Locksmith scammer caught on video


#1

Originally published at: http://boingboing.net/2016/09/28/locksmith-scammer-caught-on-vi.html


#2

They got me once for $145 I think. Of course, it was during a house move, on a Sunday, when my son helpfully locked the door with the keys inside.


#3

It’s not so bad. When I needed it, $300 was a small price to pay. I pounded on the window for hours before he got there and let out of my car.


#4

You need BlondeStar:


#5

What you did there, see it I do. But your comment also put me in mind of this…

Ah, the free market at work.


#6

I dont understand how the scammer can perpetrate his scam. If hes quoting $43 before he unlocks your car and you both agree to it, how can he possibly pop up with the $300 quote after he does the work and expect to receive the higher amount?


#7

It’s extortion, plain and simple. “I have your keys; give me money or you don’t get them back.”


#8

The kid stole the keys out of the motorist’s car. The boss who tricked him into running the scam - I think his call was probably fake and meant to wash his hands, but I also doubt he’s smart enough to run this con on his own - likely told him to get a signature on the invoice right after snatching the keys, so that in the rare case the motorist calls the cops on him, he’s hoping the officer sent won’t know the law and will tell the motorist to pay.
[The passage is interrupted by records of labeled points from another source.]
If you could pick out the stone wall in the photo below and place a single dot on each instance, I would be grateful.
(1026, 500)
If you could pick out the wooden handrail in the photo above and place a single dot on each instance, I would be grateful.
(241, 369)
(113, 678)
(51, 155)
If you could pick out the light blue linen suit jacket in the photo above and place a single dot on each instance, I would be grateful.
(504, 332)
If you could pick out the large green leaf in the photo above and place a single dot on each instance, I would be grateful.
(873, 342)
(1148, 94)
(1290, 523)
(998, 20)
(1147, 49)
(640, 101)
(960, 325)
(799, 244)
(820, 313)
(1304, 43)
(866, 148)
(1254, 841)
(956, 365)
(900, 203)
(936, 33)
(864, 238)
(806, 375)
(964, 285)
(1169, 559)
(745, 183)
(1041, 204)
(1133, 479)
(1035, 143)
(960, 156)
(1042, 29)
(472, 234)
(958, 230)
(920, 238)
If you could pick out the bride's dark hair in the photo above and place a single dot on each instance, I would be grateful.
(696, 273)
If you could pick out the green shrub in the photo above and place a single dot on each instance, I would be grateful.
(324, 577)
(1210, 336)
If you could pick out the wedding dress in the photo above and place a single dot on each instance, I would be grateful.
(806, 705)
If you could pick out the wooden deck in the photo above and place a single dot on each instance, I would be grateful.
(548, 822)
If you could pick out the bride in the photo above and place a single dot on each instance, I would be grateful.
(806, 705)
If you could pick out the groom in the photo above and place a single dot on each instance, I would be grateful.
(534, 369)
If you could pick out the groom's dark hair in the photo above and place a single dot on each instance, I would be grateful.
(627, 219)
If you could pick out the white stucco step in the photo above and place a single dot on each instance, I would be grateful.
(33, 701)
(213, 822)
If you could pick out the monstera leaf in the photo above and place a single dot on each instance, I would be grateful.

But as the locksmith who made the video knows, locksmiths are a fairly regulated industry, and the scam breaks the law.


#9

That could go very wrong for the scammer
"Here is your $29. Hold on while I take care of the rest" dialing "Hello, police department. I would like to report a car theft in progress. Yes, the address is…"
or worse
Chambers round “We agreed on $29”


#10

I am torn by the fact that this guy has a "soulpatch"

but is doing the Lords work.


#11

In someways this is a lot like the carpet cleaning scams of yore. You call up a phone number that purports to be a local brick and mortar store. They quote you a price and you agree. Then they send out the scammer dude, who changes the deal (before or after services rendered) and says, if he even admits there was a lower price, that they didn’t mention other fees, or says the price quoted isn’t binding on him, or what ever.
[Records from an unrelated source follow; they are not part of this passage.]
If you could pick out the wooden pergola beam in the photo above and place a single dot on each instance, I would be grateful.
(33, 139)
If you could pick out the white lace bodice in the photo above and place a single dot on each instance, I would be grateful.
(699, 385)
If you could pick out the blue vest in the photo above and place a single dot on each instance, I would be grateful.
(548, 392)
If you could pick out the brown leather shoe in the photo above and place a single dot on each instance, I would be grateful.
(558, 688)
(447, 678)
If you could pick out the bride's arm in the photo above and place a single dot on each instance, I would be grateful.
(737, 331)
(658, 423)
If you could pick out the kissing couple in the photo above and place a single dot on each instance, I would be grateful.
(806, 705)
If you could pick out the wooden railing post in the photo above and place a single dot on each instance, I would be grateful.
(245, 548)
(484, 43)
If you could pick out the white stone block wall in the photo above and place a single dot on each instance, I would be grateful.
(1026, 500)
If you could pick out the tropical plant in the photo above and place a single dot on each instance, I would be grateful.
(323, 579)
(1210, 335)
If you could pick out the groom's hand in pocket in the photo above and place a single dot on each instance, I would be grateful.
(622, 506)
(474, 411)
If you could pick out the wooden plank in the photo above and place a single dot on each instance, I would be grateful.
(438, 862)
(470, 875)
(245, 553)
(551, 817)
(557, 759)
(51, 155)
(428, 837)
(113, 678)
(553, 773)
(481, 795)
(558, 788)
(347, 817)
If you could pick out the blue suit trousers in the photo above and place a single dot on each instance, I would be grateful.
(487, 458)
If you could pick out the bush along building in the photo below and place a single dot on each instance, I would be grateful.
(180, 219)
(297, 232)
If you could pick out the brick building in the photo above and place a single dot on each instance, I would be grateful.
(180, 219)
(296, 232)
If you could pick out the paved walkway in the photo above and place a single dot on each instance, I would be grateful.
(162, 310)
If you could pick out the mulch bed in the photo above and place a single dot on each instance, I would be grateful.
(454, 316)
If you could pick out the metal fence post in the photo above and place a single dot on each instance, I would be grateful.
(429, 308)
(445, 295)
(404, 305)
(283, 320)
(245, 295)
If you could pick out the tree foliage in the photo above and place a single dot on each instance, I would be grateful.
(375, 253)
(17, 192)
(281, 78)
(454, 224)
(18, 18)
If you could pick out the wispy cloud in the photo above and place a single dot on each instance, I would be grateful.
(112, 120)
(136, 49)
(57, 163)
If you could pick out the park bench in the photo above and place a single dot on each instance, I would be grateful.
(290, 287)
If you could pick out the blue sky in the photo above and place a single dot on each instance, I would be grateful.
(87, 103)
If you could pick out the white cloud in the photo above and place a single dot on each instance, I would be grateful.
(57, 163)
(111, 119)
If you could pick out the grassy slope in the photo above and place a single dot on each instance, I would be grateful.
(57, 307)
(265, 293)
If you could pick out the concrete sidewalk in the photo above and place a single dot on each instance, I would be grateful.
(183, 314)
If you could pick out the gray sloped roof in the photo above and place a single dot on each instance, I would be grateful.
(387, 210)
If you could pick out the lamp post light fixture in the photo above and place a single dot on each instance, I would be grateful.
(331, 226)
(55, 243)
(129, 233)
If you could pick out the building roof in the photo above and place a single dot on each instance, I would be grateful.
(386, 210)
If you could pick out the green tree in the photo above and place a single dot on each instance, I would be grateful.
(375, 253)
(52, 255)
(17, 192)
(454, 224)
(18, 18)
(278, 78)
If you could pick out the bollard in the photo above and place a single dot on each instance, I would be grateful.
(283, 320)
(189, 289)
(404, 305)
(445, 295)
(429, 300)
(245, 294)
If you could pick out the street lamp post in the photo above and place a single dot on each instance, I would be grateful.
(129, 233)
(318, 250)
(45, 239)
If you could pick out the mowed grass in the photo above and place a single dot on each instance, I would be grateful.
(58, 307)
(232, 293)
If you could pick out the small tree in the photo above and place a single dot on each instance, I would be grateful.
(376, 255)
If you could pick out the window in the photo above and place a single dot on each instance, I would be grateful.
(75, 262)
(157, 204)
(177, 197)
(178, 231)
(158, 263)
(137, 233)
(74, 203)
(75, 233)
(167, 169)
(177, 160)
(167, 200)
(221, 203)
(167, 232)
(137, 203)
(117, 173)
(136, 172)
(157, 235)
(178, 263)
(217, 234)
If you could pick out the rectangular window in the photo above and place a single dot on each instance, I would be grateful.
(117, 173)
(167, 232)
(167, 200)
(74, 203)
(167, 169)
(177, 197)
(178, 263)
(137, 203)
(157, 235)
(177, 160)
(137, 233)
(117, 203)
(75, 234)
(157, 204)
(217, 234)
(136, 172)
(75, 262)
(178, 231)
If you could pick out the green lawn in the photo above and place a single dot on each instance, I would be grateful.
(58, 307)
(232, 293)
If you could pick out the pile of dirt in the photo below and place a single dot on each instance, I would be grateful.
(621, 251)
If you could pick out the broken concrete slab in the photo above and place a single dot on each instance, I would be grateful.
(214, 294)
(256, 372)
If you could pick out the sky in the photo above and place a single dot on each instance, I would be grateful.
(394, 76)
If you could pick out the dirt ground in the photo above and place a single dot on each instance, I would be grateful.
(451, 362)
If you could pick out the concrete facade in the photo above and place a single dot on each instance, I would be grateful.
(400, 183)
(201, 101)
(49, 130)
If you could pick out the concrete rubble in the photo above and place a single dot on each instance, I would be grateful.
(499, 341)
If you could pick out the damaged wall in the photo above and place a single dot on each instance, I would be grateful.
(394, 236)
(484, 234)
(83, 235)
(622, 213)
If he hadn’t stolen the car key (putting him in the clear wrong) he could have even threatened to call the police for theft of services. A determined scammer could try to call holding the key a mechanic’s lien. As Trump has shown, pure BS, if espoused confidently, can get you way further than should be possible.


#12

stolen locksmith valor.


#13

Calling the police re: theft of services, is highly doubtful the police would respond to that.

I found out long ago in running a small business that calling the police on someone who refuses or does not pay a bill
is they don’t care because it is a civil law issue. Essentially you’d have go to small claims court, get a judgment (ideally you get a garnishing order on their bank account before judgment, which is held in trust by the court), and then try to collect. A court judgement still doesn’t get you the money. Often all that people do is say," I’ll pay when I have money", hence the garnishing order before judgment.


#14

I agree. But I’ve seen it go the opposite direction on the exact same basis, taking the default position that the victim must pay the demanded amount and settle it in court if they claim a dispute - basically assuming the business owner to be telling the truth by default.
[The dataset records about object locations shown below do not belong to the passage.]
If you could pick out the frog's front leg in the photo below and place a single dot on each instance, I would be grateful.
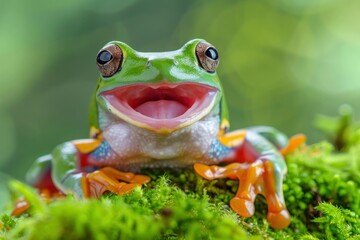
(72, 173)
(260, 168)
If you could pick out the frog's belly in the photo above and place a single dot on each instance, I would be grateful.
(129, 147)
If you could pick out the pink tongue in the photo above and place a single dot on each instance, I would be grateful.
(161, 109)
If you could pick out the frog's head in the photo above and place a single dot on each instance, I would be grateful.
(161, 92)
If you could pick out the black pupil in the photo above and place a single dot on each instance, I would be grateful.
(104, 57)
(211, 53)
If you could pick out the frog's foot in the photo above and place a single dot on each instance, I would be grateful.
(109, 179)
(254, 178)
(278, 216)
(248, 174)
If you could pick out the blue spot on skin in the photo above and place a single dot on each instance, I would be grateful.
(219, 151)
(102, 152)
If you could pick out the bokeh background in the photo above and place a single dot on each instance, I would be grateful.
(282, 61)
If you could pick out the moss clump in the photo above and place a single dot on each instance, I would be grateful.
(322, 192)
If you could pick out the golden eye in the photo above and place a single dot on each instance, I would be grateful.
(207, 56)
(109, 60)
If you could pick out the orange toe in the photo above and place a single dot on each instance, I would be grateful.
(279, 220)
(204, 171)
(242, 206)
(125, 188)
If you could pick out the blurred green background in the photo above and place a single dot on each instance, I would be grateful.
(282, 61)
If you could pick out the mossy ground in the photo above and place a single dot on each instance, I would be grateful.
(321, 190)
(322, 193)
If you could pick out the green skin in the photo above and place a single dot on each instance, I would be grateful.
(152, 68)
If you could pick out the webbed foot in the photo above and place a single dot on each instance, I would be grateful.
(109, 179)
(254, 178)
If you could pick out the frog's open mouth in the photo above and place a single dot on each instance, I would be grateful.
(161, 107)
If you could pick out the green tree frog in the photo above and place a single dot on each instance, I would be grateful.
(166, 110)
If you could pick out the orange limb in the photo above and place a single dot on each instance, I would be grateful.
(234, 138)
(248, 174)
(109, 179)
(278, 216)
(254, 178)
(86, 145)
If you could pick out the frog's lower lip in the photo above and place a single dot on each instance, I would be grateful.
(162, 107)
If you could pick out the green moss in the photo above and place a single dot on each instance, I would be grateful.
(322, 192)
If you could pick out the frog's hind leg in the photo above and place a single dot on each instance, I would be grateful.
(278, 216)
(247, 174)
(109, 178)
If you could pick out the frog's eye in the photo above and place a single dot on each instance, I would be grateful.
(109, 60)
(207, 56)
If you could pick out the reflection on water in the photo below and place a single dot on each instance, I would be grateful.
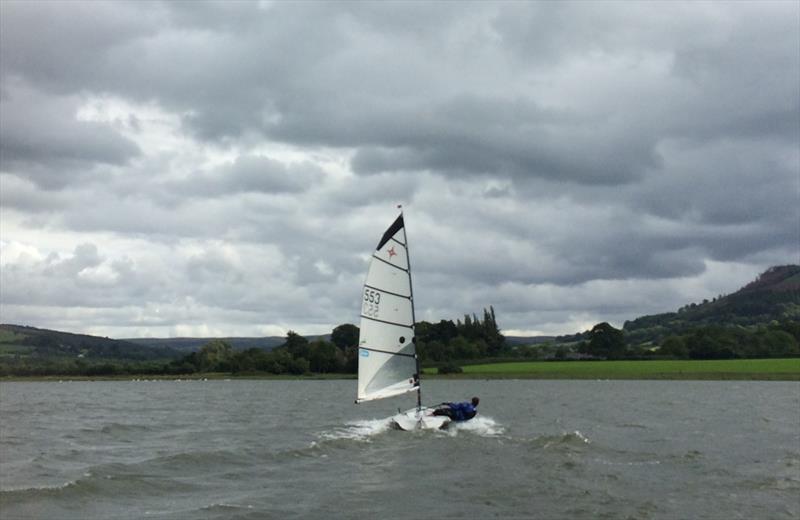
(294, 449)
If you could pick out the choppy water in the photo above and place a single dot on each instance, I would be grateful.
(293, 449)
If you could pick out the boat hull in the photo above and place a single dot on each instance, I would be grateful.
(419, 420)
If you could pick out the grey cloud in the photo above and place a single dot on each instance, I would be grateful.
(44, 142)
(254, 174)
(566, 161)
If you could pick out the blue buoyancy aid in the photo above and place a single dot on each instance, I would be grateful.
(462, 411)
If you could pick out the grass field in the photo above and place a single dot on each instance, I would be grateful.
(758, 369)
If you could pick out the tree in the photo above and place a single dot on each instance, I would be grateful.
(606, 341)
(322, 357)
(214, 355)
(345, 336)
(296, 345)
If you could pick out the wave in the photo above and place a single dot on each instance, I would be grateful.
(567, 441)
(481, 425)
(363, 430)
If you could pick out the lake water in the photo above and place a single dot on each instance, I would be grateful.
(301, 449)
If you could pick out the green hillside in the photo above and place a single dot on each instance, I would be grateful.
(773, 297)
(30, 343)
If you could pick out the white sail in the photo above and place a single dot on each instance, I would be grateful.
(387, 364)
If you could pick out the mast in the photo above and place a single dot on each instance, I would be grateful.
(413, 316)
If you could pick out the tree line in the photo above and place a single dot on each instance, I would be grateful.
(445, 344)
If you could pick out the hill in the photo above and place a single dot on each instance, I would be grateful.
(29, 342)
(186, 345)
(773, 296)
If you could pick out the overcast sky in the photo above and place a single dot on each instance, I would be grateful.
(225, 169)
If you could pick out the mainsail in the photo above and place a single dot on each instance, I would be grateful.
(387, 362)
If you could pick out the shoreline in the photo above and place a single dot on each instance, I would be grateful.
(785, 369)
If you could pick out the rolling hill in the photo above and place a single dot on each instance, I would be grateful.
(773, 296)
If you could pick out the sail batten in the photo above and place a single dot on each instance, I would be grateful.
(387, 364)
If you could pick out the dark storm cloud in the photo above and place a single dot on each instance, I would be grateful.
(253, 174)
(43, 141)
(563, 158)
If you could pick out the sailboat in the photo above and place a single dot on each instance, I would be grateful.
(387, 360)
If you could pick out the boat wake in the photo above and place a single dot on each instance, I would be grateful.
(481, 425)
(363, 430)
(368, 429)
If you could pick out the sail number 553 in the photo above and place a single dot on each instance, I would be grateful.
(372, 299)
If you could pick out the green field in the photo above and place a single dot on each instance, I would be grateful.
(762, 369)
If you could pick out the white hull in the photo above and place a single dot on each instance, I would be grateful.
(420, 420)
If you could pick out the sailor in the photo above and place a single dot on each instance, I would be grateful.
(458, 411)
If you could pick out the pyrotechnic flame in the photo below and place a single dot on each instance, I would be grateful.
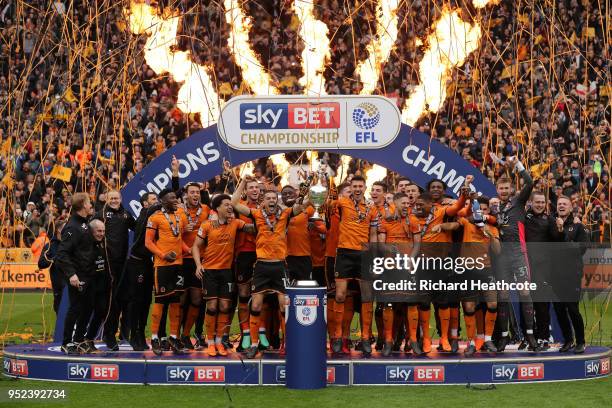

And, all the scammer has to do is give the victim the impression that the cops will side with the scammer. He’s already lying, what’s one more?


#15

Tucson (where I live) seems to be a hotbed for this. I’ve read past stories in which Google returns dozens of company listings for locksmiths, all of which have been SEOed to the top by the one parent company that responds when any of these shells are contacted.

no thanks, I’ll break my own window and replace it instead of paying someone $300 to not break my window.


#16

I wound up having to use Google Street View to try and tell which of the locksmiths in my area was actually a locksmith in my area with a brick and mortar store.


#17

I think I was scammed by one of these people when trying to get inside my apartment a few years ago. They didn’t bother picking the lock but instead pried the door open with an air bladder, and then used a screwdriver to push the locking mechanism back. It seemed to me a pretty crude way to do it, not something I would expect from a trained professional.


#18

I can’t imagine how this scam does’t result in regularly getting punched in the mouth. While he seemed like a pretty mellow guy the customer was much bigger than the scrawny little scammer.


#19

I had to pay a locksmith once, when I locked the doors, with the keys in the ignition. It was worth it though, because it was about to rain, and I had left the windows down.